DMFTodd wrote:I don't see size listed as something that varies with race. Does size no longer matter?I think halflings are now 75%lings, and there aren't any gnomes in the first PHB. So size might not matter. (I could be wrong on the halfling bit, though.)
Gnomes are still in the game. They, along with a dozen other races, are in the Monster Manual. Several of those races are large (like the minotaur) and several are small.
Size is still going to be a factor. They would have said if it wasn't, but because racial powers are more important and continue to be useful long after first level, the size of your race isn't quite as important as it used to be.

Antioch |

Two things come to mind when I think of 3rd Edition racial feats. The first is that a lot of racial feats seemed very, very useless. The second is that you didnt get a lot of feats (whopping 7-8), and since there were often a plethora of extremely useful ones already in the game, you were hardpressed to even consider taking them.
A DM wanted to run an "evil" campaign, so I went browsing through the Book of Vile Darkness to see if any feats were tempting. I found many that I thought would be interesting to have, but none that were really on par with the feats that I also wanted.

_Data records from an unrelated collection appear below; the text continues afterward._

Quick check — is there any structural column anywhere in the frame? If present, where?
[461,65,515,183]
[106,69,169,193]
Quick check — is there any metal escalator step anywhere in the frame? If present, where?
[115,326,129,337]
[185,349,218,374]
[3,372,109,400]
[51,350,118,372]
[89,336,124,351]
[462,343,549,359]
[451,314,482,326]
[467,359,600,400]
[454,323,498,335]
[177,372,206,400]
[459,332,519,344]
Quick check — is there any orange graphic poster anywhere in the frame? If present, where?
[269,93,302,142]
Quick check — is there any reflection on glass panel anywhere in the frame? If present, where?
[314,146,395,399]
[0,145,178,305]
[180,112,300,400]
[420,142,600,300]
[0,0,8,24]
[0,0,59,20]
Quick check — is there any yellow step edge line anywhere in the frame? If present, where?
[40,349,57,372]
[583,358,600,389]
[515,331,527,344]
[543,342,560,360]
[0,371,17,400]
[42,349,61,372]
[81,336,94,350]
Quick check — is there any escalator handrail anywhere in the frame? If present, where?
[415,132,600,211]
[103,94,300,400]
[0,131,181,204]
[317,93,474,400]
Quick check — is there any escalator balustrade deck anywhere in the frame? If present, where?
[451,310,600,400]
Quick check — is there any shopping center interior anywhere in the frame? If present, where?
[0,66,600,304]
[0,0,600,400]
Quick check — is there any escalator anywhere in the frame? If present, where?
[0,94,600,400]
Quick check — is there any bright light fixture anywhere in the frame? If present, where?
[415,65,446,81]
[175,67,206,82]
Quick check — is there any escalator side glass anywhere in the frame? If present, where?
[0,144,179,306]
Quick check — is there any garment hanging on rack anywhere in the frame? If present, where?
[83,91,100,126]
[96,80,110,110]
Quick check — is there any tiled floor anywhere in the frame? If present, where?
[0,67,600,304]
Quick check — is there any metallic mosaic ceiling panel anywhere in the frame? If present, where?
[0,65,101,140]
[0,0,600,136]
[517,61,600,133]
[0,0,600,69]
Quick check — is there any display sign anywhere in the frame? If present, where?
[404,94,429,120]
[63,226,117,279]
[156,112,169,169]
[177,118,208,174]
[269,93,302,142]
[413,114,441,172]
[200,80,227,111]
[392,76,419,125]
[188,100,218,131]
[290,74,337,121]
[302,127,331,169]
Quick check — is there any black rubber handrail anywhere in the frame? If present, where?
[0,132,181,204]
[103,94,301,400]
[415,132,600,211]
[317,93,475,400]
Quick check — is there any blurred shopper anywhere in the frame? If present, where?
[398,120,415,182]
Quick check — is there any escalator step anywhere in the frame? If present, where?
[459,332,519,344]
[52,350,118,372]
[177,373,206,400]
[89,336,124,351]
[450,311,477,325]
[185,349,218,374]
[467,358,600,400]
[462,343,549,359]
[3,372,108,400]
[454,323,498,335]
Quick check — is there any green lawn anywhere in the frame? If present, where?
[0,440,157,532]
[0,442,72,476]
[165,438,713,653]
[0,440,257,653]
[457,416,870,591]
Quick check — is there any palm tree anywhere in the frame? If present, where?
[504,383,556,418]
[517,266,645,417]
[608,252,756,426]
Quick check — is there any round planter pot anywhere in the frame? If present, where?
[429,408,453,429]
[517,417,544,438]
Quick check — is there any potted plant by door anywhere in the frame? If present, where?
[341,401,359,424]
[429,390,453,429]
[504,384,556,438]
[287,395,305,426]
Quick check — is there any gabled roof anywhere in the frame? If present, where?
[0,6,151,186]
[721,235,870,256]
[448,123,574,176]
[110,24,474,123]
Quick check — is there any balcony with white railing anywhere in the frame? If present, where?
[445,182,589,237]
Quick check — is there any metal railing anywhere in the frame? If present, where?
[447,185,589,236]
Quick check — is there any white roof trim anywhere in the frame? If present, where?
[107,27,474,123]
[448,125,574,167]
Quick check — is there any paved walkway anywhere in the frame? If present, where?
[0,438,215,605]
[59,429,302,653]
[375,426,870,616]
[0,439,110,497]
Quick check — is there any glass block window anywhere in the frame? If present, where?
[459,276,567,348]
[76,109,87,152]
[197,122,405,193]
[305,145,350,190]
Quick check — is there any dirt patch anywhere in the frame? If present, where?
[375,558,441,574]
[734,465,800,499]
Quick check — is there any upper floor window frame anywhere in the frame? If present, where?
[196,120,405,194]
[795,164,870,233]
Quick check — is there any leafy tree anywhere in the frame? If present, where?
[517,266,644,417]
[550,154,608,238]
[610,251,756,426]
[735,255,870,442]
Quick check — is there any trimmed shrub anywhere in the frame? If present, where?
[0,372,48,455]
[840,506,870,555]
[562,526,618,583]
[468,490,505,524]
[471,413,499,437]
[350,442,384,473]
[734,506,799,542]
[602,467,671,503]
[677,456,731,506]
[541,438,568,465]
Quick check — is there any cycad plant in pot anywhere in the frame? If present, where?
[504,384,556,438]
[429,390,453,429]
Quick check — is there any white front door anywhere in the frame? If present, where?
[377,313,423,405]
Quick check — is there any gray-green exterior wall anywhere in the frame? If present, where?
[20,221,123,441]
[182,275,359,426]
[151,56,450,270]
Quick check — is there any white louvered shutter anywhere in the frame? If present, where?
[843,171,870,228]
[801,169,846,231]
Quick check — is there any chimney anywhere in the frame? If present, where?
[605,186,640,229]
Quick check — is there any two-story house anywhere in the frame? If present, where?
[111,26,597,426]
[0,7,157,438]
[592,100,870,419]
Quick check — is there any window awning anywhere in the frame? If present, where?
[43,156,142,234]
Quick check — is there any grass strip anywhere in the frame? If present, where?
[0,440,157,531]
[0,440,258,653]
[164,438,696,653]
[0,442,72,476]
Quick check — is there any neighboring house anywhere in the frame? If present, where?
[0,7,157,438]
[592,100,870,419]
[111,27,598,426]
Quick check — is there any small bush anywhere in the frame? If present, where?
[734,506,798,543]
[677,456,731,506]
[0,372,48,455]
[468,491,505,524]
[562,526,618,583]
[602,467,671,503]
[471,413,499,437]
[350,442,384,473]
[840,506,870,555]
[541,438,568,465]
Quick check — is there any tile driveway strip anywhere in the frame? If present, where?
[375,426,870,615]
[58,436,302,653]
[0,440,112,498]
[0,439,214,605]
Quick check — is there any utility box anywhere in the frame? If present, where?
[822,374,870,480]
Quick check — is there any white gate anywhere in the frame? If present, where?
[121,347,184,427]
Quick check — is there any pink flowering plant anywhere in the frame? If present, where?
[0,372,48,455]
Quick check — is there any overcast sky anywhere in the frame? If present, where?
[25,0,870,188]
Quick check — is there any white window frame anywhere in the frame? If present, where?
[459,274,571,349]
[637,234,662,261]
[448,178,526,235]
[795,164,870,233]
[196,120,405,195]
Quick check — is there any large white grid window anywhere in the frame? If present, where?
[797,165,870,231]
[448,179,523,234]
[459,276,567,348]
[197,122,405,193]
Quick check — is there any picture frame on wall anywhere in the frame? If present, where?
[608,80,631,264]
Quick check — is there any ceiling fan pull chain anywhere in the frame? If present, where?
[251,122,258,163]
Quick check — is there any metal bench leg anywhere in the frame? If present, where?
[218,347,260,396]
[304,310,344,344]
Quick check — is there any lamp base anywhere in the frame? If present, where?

One gives you a bonus to Intimidate checks. Another gave you a crappy 1d4 natural weapon attack. Not worth it.
The new racial feats have two benefits. One is that they are being integrated from the start. I would totally take a feat that gives everyone else a skill and Init bonus, even only +1, because it applies to everyone else. In fact, most of those racial feats sounds really cool to have, which is a far cry from what we have now.
The second is that you get more feats, so you dont have to be as stingy with them as you did before.